Mit erhobenem Haupt ging sie zügig in Richtung ihres Büros. Sie hatte dringlichere Dinge zu tun, wie den Berg an Stipendienbewerbungen zu sichten, der auf ihrem Schreibtisch lag.

Die Lunaris-Akademie war eine Eliteeinrichtung, bekannt dafür, nur die Reichen und Privilegierten aufzunehmen. Sie hatte noch mehr Ansehen gewonnen, als der gegenwärtige Alphakönig, einst selbst Student hier, die beste menschliche Absolventin der Akademie geheiratet und sie zur Königin gemacht hatte.

Seitdem folgten Alphas einem ähnlichen Muster und suchten unter den herausragenden Studentinnen der Akademie nach Partnerinnen.

Vollblut-Wölfinnen waren selten und nach den Kriegen, die ihre Zahl dezimiert hatten, hoch begehrt - fast wie eine ausgestorbene Art. Die Akademie hatte nur eine einzige Wölfin, und Jameson wusste, dass einer der Kardinal-Alphas sie sich schnappen würde, wenn der Abschluss nahte.
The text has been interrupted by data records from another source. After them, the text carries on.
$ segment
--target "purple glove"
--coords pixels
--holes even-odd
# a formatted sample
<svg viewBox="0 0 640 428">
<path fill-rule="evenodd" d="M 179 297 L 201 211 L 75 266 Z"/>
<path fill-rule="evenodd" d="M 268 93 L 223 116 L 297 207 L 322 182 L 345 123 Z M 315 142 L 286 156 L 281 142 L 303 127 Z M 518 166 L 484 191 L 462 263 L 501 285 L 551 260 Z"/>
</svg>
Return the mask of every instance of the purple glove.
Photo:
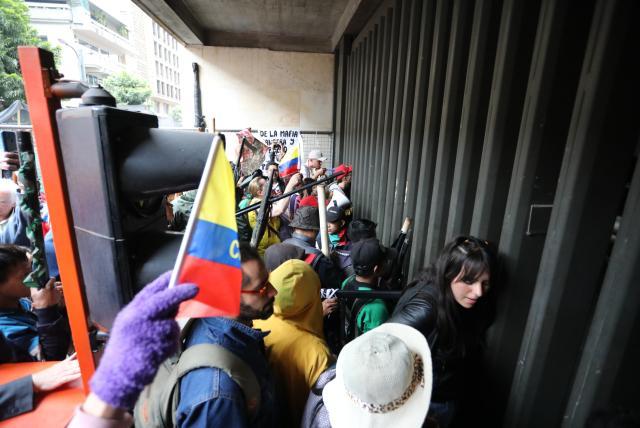
<svg viewBox="0 0 640 428">
<path fill-rule="evenodd" d="M 167 288 L 171 272 L 140 291 L 118 314 L 98 370 L 89 384 L 105 403 L 131 409 L 158 366 L 176 352 L 180 328 L 173 319 L 184 300 L 198 294 L 193 284 Z"/>
</svg>

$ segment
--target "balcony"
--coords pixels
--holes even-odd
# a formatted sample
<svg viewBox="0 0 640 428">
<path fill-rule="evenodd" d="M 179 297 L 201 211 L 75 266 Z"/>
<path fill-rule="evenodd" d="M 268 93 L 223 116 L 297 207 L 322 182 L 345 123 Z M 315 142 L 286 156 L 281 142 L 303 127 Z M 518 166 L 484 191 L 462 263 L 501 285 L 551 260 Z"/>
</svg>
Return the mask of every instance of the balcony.
<svg viewBox="0 0 640 428">
<path fill-rule="evenodd" d="M 32 23 L 70 23 L 71 8 L 67 4 L 29 2 L 29 18 Z"/>
<path fill-rule="evenodd" d="M 78 38 L 84 39 L 95 46 L 105 48 L 110 52 L 118 54 L 133 53 L 133 47 L 128 39 L 93 20 L 82 23 L 74 22 L 71 25 L 71 29 Z"/>
<path fill-rule="evenodd" d="M 124 65 L 120 64 L 113 57 L 94 52 L 90 49 L 82 49 L 84 68 L 86 73 L 98 77 L 106 77 L 110 74 L 124 70 Z"/>
<path fill-rule="evenodd" d="M 72 8 L 71 29 L 76 36 L 115 54 L 134 53 L 127 26 L 93 4 L 90 7 L 90 11 L 81 6 Z"/>
</svg>

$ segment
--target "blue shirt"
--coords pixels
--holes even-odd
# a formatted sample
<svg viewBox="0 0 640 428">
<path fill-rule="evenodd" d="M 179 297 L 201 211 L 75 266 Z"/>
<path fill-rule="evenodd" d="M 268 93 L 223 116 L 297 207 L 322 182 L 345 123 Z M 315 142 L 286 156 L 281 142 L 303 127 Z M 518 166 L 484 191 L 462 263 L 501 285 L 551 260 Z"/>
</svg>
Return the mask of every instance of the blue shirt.
<svg viewBox="0 0 640 428">
<path fill-rule="evenodd" d="M 0 309 L 0 332 L 22 360 L 63 360 L 71 341 L 69 324 L 58 306 L 32 309 L 20 299 L 13 309 Z"/>
<path fill-rule="evenodd" d="M 23 247 L 31 247 L 31 241 L 27 237 L 27 225 L 31 216 L 20 209 L 20 198 L 16 202 L 13 212 L 7 219 L 7 224 L 0 231 L 0 244 L 15 244 Z"/>
<path fill-rule="evenodd" d="M 180 381 L 177 427 L 274 427 L 275 393 L 264 351 L 263 333 L 229 318 L 203 318 L 192 327 L 186 347 L 213 343 L 242 358 L 260 383 L 260 408 L 250 420 L 244 394 L 217 368 L 192 370 Z"/>
<path fill-rule="evenodd" d="M 40 352 L 40 341 L 35 314 L 31 312 L 31 301 L 20 299 L 20 307 L 0 309 L 0 332 L 21 352 L 34 358 Z"/>
</svg>

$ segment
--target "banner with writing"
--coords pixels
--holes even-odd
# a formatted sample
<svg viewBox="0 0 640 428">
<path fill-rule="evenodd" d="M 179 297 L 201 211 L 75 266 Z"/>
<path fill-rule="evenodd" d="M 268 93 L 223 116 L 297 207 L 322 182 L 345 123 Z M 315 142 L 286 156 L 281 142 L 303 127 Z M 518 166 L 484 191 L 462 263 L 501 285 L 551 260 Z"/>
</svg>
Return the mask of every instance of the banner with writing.
<svg viewBox="0 0 640 428">
<path fill-rule="evenodd" d="M 288 161 L 291 155 L 297 151 L 302 158 L 303 142 L 302 134 L 299 129 L 290 128 L 273 128 L 265 129 L 258 132 L 257 136 L 267 147 L 268 151 L 262 163 L 262 170 L 266 171 L 269 162 L 273 159 L 278 164 Z M 296 150 L 297 149 L 297 150 Z"/>
</svg>

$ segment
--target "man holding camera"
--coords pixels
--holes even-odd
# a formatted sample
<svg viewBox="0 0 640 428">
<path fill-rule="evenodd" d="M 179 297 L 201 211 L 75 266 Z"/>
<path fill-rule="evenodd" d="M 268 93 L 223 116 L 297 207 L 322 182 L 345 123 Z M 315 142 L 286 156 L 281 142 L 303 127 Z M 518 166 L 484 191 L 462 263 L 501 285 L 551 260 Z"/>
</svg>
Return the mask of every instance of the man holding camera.
<svg viewBox="0 0 640 428">
<path fill-rule="evenodd" d="M 322 156 L 322 152 L 320 150 L 309 151 L 307 162 L 302 165 L 302 170 L 300 171 L 302 173 L 302 177 L 317 180 L 318 177 L 325 175 L 327 173 L 327 169 L 322 167 L 322 162 L 326 160 L 327 158 Z"/>
</svg>

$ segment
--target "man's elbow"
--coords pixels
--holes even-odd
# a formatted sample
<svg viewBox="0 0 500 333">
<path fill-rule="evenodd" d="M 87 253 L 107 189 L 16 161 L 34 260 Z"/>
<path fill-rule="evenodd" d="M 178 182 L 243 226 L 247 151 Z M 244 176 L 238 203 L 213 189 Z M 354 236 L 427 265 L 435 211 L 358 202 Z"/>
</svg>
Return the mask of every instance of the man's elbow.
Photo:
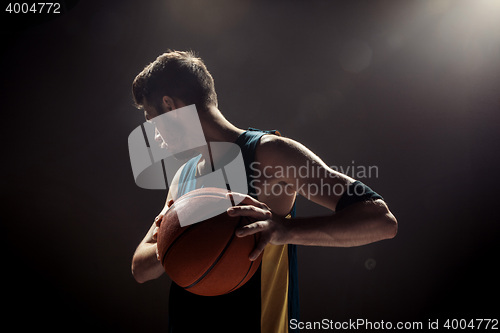
<svg viewBox="0 0 500 333">
<path fill-rule="evenodd" d="M 383 234 L 383 239 L 392 239 L 398 234 L 398 221 L 391 213 L 387 204 L 382 200 L 377 200 L 377 215 L 380 221 L 380 230 Z"/>
<path fill-rule="evenodd" d="M 396 237 L 398 234 L 398 220 L 396 220 L 396 217 L 389 210 L 387 210 L 384 220 L 386 225 L 386 239 Z"/>
<path fill-rule="evenodd" d="M 142 274 L 142 271 L 138 269 L 135 257 L 132 258 L 132 265 L 130 269 L 132 271 L 132 276 L 134 277 L 135 281 L 137 281 L 138 283 L 144 283 L 147 281 L 144 274 Z"/>
</svg>

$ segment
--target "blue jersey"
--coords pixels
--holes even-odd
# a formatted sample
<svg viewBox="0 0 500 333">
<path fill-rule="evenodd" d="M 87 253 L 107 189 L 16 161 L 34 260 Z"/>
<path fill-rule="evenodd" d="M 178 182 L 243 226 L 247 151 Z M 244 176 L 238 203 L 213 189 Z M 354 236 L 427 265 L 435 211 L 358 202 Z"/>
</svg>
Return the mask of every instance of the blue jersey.
<svg viewBox="0 0 500 333">
<path fill-rule="evenodd" d="M 253 128 L 236 140 L 247 174 L 248 194 L 257 199 L 252 186 L 251 163 L 260 138 L 277 131 Z M 200 156 L 181 171 L 178 197 L 196 188 Z M 295 215 L 295 205 L 289 216 Z M 169 299 L 169 332 L 288 333 L 290 319 L 299 319 L 297 252 L 295 245 L 268 244 L 254 276 L 242 287 L 225 295 L 199 296 L 172 282 Z"/>
</svg>

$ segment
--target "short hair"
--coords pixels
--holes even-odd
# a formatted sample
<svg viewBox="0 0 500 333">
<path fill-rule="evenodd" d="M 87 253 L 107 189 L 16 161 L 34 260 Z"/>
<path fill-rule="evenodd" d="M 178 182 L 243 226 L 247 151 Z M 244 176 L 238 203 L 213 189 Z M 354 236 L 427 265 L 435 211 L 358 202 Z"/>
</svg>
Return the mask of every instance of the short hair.
<svg viewBox="0 0 500 333">
<path fill-rule="evenodd" d="M 132 94 L 139 109 L 147 102 L 161 110 L 163 96 L 178 98 L 198 110 L 217 105 L 214 79 L 192 51 L 168 50 L 134 79 Z"/>
</svg>

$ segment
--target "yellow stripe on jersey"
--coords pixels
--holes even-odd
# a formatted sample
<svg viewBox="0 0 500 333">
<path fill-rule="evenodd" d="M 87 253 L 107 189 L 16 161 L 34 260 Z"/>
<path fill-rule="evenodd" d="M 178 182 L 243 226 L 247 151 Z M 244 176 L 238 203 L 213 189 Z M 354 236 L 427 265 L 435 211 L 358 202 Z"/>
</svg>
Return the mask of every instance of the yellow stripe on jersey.
<svg viewBox="0 0 500 333">
<path fill-rule="evenodd" d="M 288 245 L 268 244 L 261 269 L 261 333 L 288 333 Z"/>
</svg>

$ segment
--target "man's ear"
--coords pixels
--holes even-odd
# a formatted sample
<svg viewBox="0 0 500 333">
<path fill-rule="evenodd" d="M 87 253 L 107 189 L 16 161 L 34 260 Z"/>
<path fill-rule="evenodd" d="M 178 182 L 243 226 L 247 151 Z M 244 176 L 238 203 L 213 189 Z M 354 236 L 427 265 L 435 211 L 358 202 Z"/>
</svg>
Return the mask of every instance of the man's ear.
<svg viewBox="0 0 500 333">
<path fill-rule="evenodd" d="M 172 111 L 175 109 L 180 109 L 180 108 L 186 106 L 186 103 L 184 103 L 182 100 L 175 98 L 175 97 L 170 97 L 170 96 L 163 96 L 161 103 L 162 103 L 163 112 L 168 112 L 168 111 Z"/>
<path fill-rule="evenodd" d="M 164 109 L 165 112 L 177 109 L 174 99 L 171 98 L 170 96 L 163 96 L 161 102 L 162 102 L 162 108 Z"/>
</svg>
Wahrscheinlich der, der König werden würde.

Normalerweise würde kein bedürftiger Mensch je die Chance bekommen, einen Fuß in eine so verehrte Institution zu setzen. Aber jedes Jahr, dank der Großzügigkeit des Alphakönigs, erhielt ein glücklicher Schüler aus jedem Distrikt die einmalige Gelegenheit, an der Lunaris-Akademie zu studieren, ungeachtet seiner Herkunft.
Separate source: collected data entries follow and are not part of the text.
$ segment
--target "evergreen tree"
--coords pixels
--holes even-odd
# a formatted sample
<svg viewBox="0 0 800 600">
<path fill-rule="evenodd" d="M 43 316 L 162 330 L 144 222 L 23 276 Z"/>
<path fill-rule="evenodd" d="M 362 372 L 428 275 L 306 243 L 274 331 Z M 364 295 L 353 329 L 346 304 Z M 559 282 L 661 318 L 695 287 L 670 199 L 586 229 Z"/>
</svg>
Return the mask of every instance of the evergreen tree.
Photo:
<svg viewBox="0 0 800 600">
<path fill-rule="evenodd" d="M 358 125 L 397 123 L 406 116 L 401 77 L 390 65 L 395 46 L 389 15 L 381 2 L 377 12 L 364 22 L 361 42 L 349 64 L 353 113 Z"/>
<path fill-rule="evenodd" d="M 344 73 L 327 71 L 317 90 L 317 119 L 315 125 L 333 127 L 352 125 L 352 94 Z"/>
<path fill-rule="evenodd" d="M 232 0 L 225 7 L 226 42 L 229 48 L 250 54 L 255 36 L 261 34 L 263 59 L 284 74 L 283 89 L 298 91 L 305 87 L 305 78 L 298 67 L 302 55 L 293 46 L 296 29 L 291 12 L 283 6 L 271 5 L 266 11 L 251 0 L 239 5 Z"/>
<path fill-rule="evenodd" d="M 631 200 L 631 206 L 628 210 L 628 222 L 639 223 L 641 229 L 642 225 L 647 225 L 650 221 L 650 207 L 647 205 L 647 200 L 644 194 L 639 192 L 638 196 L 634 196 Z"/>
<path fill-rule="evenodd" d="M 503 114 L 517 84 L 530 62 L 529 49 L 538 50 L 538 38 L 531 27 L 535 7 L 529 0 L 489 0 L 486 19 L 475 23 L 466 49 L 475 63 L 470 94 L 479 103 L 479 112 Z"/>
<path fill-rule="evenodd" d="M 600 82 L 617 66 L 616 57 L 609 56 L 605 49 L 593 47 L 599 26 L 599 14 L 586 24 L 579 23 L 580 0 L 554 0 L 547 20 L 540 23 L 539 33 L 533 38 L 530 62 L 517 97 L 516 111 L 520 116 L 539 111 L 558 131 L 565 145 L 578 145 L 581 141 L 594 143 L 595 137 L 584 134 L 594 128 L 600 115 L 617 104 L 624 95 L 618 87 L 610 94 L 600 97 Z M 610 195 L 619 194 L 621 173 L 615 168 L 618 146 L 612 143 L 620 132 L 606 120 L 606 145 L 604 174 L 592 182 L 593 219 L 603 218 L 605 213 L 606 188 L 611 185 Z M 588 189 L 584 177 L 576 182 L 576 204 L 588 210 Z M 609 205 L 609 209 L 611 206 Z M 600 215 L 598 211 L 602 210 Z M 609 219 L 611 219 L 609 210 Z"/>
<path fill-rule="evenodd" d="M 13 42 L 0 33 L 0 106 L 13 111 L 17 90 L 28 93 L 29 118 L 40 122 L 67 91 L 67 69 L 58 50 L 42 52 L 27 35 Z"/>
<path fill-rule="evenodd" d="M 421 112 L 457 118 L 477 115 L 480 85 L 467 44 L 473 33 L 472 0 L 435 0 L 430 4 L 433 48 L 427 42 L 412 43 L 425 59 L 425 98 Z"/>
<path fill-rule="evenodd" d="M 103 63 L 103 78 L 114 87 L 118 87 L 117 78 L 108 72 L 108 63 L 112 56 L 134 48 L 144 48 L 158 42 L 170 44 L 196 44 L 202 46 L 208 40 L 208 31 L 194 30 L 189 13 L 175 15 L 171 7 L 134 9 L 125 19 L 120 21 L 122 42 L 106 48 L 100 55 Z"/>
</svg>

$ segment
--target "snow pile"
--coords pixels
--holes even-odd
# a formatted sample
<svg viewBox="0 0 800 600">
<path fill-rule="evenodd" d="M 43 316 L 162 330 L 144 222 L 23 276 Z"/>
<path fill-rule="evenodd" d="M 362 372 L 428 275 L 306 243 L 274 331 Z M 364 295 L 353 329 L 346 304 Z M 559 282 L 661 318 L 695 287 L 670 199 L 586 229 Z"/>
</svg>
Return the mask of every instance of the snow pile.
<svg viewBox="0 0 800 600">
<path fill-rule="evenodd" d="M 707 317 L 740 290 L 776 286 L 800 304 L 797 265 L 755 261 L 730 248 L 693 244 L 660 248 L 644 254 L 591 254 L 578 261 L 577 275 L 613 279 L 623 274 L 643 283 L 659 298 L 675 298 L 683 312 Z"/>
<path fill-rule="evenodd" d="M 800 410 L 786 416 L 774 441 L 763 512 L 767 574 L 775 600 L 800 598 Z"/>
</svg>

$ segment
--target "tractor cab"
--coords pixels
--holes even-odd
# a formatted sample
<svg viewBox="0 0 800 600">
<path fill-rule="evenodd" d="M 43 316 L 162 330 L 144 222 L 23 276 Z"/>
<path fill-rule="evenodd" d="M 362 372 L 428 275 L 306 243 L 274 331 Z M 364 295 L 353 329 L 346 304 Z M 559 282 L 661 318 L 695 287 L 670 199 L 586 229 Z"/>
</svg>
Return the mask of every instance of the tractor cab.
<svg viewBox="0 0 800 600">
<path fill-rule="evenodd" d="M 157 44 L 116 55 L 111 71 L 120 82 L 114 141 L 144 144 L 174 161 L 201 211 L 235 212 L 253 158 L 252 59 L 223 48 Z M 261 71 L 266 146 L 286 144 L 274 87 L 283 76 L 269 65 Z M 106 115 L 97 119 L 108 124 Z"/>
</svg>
Und sie traf die Entscheidung, wer diese goldene Chance bekommen würde. Der Gedanke verlieh Rektorin Jameson ein Gefühl der Macht, einen Nervenkitzel. Es war fast, als spiele sie Gott.

Sie konnte es kaum erwarten, damit zu beginnen.

Während sie eine Melodie summte, betrat Jameson ihr Büro, drehte sich um und stieß einen markerschütternden Schrei aus. Jemand saß auf ihrem Stuhl, mit dem Rücken zu ihr. Bevor sie ein Wort sagen konnte, drehte sich der Stuhl, und er stand ihr gegenüber.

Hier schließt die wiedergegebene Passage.